My earlier post explained “how” you can write a multiboot kernel using VC++. This post will explain “why” I wrote the kernel the way I did.
- The linker (link.exe) puts machine code of functions in the source text into the .text section in the order it finds them in the source.
- All PE headers never add up to a total size that exceeds 4K. So when file alignment is 4K (== memory alignment), the .text section is guaranteed to start at offset 4K (4096) in the PE file. This is a good place to put the multiboot header (which anyways needs to be present in its entirety within the first 8192 bytes)
- The multiboot header forms the first 48 bytes of the .text section
- __declspec(naked) is an attribute that makes the compiler generate code _WITHOUT_ a prolog or epilog. This is important because we want the multiboot header to start at offset 4096. Without the naked attribute, the function (and hence the .text section) would start with the bytes 55 8B EC which stand for the following instructions
55 push ebp
8B EC mov ebp, esp
which is the prolog. Because of this the multiboot header would be pushed to offset 4099 and Grub would refuse to load the kernel because the multiboot header isn’t 4K longword aligned. [Updated: 10/6/2005, 12:23 PM].
- Compiler switches
- /Gd : forces the use of __cdecl calling convention. I’m not really sure why I included this
- /Fm: names the map file which might be useful when the kernel gets large
- /Tc: compile the file as .c
- /c: compile only, no link
- Linker switches
- /safeseh:no: disables generating the symbols related to Safe SEH handlers (__safe_se_handler_table and __safe_se_handler_count)

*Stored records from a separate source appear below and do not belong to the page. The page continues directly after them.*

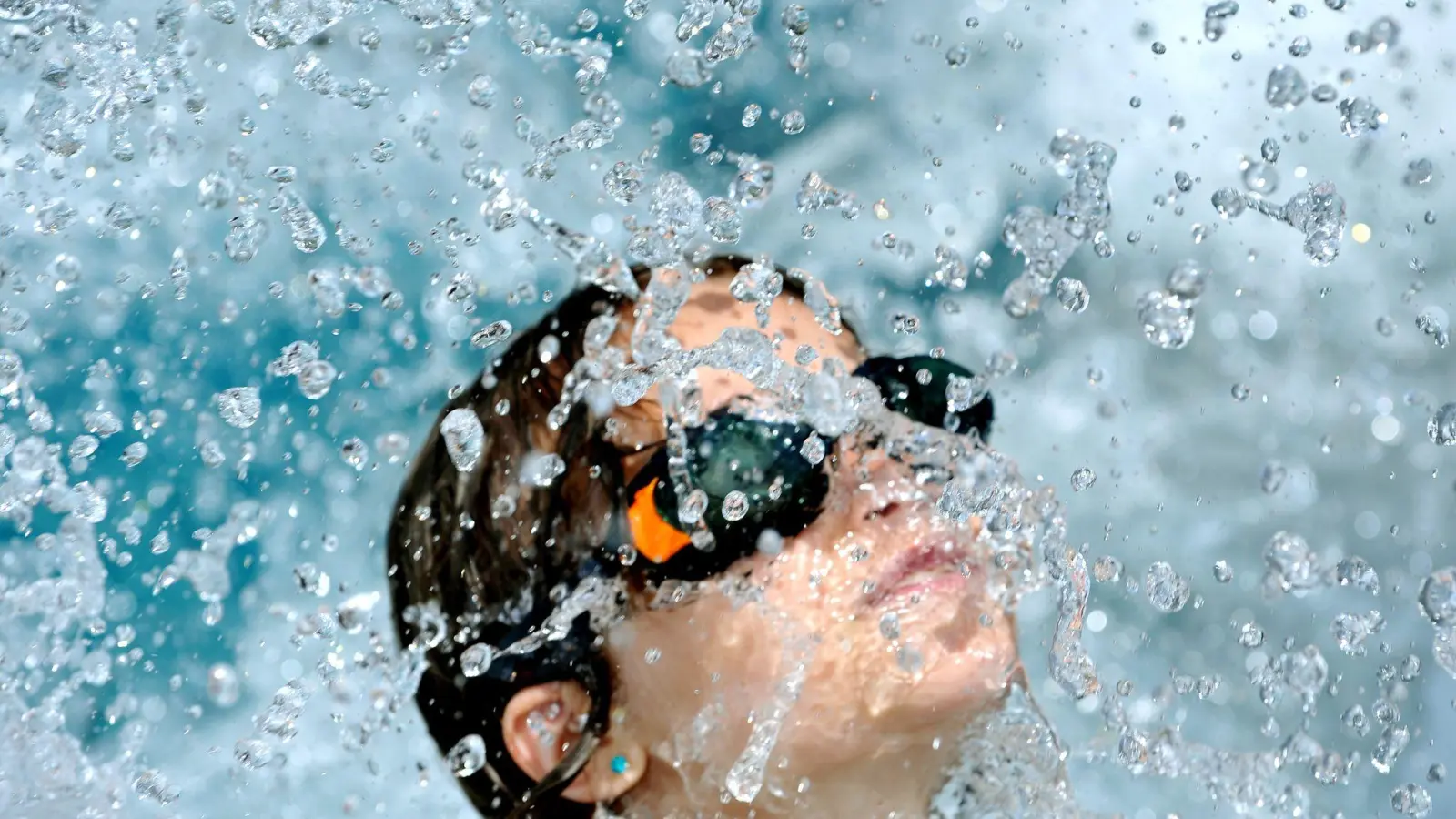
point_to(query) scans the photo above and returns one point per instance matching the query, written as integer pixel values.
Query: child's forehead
(713, 309)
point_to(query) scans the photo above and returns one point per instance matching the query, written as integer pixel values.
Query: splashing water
(244, 244)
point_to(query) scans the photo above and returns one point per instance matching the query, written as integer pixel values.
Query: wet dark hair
(497, 573)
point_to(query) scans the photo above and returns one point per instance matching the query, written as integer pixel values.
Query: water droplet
(463, 436)
(239, 407)
(1360, 116)
(1286, 87)
(477, 659)
(1074, 295)
(1167, 591)
(1441, 428)
(466, 756)
(491, 334)
(1167, 319)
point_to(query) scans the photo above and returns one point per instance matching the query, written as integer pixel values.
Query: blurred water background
(1300, 402)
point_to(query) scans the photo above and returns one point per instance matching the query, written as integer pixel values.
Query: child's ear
(543, 723)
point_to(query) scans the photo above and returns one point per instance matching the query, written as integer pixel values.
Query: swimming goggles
(759, 475)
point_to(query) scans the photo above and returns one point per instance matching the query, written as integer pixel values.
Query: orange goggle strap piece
(654, 538)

- /filealign:0x1000: this is an undocumented switch that aligns sections in the file based on this value. I’ve set it to 0x1000 (4K) so that sections are aligned on a 4K boundary on the image also (this is the default in-memory alignment). This is required because, Grub doesn’t seem to load images whose file alignment is different from in-memory alignment.
- /base:0x100000: this makes the linker generate code assuming that the .text section starts at physical address 0x101000 and .data section at physical address 0x102000. This is what we want because Grub actually loads the image at 0x100000 which forces the .text and .data section into these addresses automatically and we need not relocate the kernel. (Now you probably understand why we set the file alignment to 4096 bytes as well).
- /entry:__multiboot_entry__: sets the entry point
- /nodefaultlib:libc: forces the linker to ignore libc while resolving external references. The idea is to be able to use names like memcpy etc in the kernel, and make sure the libc’s functions don’t get linked in.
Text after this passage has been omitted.